Cassandra uses consistent hashing as its core partitioning strategy, with vnodes enabled by default (256 per node in recent versions). DynamoDB uses a variant where the ring is divided into fixed partitions that get assigned to nodes, simplifying rebalancing. Memcached clients like libketama implement client-side consistent hashing to distribute keys across a cluster.

Jump consistent hash is worth knowing—it achieves perfect distribution with zero memory overhead but only works when nodes are numbered 0 to N-1 and you’re only adding/removing from the end. Rendezvous hashing (highest random weight) is another alternative that avoids the ring entirely by computing a score for each node and picking the highest.

Testing and Operational Considerations

Before deploying, validate that your implementation actually distributes keys evenly.
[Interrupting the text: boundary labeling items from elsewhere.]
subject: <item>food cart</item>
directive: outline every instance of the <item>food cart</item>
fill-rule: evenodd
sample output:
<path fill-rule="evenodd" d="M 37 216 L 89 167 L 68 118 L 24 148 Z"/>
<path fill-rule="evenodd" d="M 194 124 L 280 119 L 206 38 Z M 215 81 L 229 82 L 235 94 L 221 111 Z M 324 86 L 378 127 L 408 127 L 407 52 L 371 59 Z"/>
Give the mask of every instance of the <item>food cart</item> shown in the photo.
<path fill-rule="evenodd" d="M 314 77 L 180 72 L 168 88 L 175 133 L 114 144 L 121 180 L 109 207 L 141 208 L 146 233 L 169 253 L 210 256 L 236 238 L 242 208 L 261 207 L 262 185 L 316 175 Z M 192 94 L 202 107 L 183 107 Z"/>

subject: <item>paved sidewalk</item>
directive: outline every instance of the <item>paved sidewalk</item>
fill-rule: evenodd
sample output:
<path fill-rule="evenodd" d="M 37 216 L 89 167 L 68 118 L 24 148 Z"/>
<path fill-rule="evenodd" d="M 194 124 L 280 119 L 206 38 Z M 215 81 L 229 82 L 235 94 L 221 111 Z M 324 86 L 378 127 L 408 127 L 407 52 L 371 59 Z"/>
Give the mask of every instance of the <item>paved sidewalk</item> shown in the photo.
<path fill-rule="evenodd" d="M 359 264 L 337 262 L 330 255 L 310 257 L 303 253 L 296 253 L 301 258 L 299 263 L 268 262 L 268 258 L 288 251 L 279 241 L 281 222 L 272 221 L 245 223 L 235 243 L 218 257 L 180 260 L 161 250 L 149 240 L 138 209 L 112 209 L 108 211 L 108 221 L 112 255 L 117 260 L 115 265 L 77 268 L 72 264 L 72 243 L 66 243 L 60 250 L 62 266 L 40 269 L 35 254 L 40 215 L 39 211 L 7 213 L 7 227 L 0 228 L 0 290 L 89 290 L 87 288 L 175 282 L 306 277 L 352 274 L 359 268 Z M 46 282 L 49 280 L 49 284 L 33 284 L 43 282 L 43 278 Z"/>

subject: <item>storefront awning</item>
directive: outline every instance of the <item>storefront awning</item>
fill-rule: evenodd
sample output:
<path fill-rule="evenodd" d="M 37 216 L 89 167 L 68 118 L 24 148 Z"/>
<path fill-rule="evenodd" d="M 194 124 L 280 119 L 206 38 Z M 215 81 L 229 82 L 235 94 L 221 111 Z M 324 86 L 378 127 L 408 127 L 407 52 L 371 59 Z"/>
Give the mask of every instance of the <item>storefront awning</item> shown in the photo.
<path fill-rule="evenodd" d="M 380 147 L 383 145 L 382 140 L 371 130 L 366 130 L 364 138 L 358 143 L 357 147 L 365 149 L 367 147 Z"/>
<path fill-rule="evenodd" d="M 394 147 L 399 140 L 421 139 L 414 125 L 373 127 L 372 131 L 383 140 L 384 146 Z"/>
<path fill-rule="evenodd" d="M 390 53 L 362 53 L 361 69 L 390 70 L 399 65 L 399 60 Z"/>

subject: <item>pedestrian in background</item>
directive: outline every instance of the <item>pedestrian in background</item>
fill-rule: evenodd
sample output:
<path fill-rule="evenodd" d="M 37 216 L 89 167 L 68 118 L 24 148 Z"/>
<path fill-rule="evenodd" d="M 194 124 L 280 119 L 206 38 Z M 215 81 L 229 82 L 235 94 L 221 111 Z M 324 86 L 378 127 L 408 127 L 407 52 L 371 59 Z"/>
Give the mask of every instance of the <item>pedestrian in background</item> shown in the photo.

def test_distribution_uniformity(ring: ConsistentHashRing, num_keys: int = 100000):
    """Statistical test for even key distribution."""
    from collections import Counter
    
    distribution = Counter(
        ring.get_node(f"key-{i}") for i in range(num_keys)
    )
    
    expected = num_keys / ring.node_count
    max_deviation = max(
        abs(count - expected) / expected 
        for count in distribution.values()
    )
    
    print(f"Keys per node: {dict(distribution)}")
    print(f"Expected per node: {expected:.0f}")
    print(f"Max deviation: {max_deviation:.1%}")
    
    # With 150 vnodes, deviation should be under 10%
    assert max_deviation < 0.15, f"Distribution too uneven: {max_deviation:.1%}"

# Test it
ring = ConsistentHashRing(vnodes_per_node=150)
for i in range(5):
    ring.add_node(f"cache-{i}")
test_distribution_uniformity(ring)

In production, monitor the actual request distribution across nodes, not just theoretical key distribution. Hot keys (that one celebrity’s profile everyone’s viewing) will create hotspots regardless of your hashing strategy. Consider adding a small in-memory LRU in front of your distributed cache for these cases.

When adding nodes, do it during low-traffic periods and monitor your database load. Even with consistent hashing, you’ll see a temporary spike in cache misses. Some teams pre-warm new nodes by copying data from neighbors before adding them to the ring—a worthwhile optimization for large clusters.